Sunday, November 16, 2008

How Not To Burst the ‘Hope’ Bubble

Whilst treating my patient with pernickety tendencies on my gerontology patient, I was frequently asked to assist one of the physios in treating a man with a dense L MCA. He was originally from the former Republic of Yugoslavia (from an area that is now part of Croatia) and spoke little English. As a result he was impulsive as he couldn’t understand us, and his family frequently came in to translate. This proved difficult too, as he was easily distracted by his loved ones and treatment could be a bit challenging.

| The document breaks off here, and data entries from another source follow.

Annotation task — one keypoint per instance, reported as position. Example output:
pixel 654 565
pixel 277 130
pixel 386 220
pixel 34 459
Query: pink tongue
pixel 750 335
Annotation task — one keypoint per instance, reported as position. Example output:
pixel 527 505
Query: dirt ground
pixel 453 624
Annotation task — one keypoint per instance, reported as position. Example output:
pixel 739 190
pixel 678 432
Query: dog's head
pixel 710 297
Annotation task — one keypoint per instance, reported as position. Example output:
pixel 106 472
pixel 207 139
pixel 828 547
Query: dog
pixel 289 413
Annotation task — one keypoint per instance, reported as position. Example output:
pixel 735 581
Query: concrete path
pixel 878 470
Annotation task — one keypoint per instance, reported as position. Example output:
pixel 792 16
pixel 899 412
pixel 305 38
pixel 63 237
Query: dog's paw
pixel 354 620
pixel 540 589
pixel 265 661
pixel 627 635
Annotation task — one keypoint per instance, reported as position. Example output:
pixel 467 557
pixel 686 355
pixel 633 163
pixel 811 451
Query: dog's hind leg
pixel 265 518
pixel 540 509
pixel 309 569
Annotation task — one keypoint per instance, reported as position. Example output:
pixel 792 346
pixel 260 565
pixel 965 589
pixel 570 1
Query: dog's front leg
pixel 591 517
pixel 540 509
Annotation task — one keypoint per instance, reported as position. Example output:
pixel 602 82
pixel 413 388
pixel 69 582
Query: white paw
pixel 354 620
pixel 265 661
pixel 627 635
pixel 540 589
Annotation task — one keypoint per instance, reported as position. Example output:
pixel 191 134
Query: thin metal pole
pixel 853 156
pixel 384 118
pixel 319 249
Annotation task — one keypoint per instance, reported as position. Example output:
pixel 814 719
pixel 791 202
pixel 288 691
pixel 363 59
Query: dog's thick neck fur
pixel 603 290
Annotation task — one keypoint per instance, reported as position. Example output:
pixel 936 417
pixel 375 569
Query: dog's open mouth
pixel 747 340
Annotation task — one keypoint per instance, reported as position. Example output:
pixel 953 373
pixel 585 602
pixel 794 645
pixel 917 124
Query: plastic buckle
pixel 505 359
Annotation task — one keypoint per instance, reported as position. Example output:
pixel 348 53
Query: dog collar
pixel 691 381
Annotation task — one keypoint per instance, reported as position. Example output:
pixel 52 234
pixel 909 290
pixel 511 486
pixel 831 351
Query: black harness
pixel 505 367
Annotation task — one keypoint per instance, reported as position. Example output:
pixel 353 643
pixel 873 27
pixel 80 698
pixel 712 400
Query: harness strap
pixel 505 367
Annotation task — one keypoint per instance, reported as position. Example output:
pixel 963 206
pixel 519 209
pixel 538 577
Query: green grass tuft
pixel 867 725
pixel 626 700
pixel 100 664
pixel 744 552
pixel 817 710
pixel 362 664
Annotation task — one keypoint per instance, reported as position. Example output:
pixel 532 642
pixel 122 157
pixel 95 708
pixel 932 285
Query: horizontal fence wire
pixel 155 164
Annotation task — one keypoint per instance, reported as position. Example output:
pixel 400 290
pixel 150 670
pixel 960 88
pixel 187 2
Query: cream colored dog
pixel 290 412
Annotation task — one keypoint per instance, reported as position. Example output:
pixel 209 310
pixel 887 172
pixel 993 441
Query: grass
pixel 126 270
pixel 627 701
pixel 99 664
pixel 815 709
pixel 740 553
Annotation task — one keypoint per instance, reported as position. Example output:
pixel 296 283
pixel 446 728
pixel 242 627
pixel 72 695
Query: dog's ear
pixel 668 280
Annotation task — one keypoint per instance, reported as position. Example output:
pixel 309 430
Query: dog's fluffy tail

One session the physio and the physio assistant were doing gait retraining with him, and he was ambulating with a walking stick. His daughter was watching in absolute amazement, and was almost in tears. She began to explain to me that when he was originally admitted to ED and then ICU, the doctors told them that he was going to die. When he spoke up and was being weaned off the ventilator, the doctors said that he was going to be a vegetable and would need to be in a nursing home. Later during rehab, they were told he’d never walk again. She then told me that back in Croatia the medical staff would never do this, rather they would say that they didn’t know what would happen and that there were multiple outcomes. For her, after being told her father would die, this was a miracle and that we, the physios, were her father’s saviours.

Thinking about this later on, I felt that perhaps the medical staff were being criticised a bit heavily because in Australia doctors tend to prepare families for the worst so that the shock is reduced if the worst does happen. However, I think that as medical and allied health professionals, we should be realistic and not give false hope but never eliminate hope. If you handle it in the most pragmatic and blunt way possible, patients and their families feel they are given no options when that isn't necessarily the case. Issues such as this need to be handled which the utmost care and sensitivity, because you never know when someone may give this news to you.

1 comment:

Anonymous said...

I completely agree. A stroke patient on my neuro placement who was being treated by my supervisor, had a couple of seizures. His wife was told after by the doctor that he probably wouldn't be able to walk again and would be discharged wheelchair bound rather than once he could walk independently or with an aid which was the previous aim. This absolutely devastated an already emotionally fragile woman, still trying to come to terms with her husband having a stroke. However the patient was up and walking with assistance in a week. So I think as health profesionals we should not deal in definites, not crush hope as you say but maybe instead let family members know worst as well as best case scenario. Simply state that the functional aims haven't changed they just might not be as attainable or realistic as they once were and that compensations or other functional aims may have to be introduced in the future.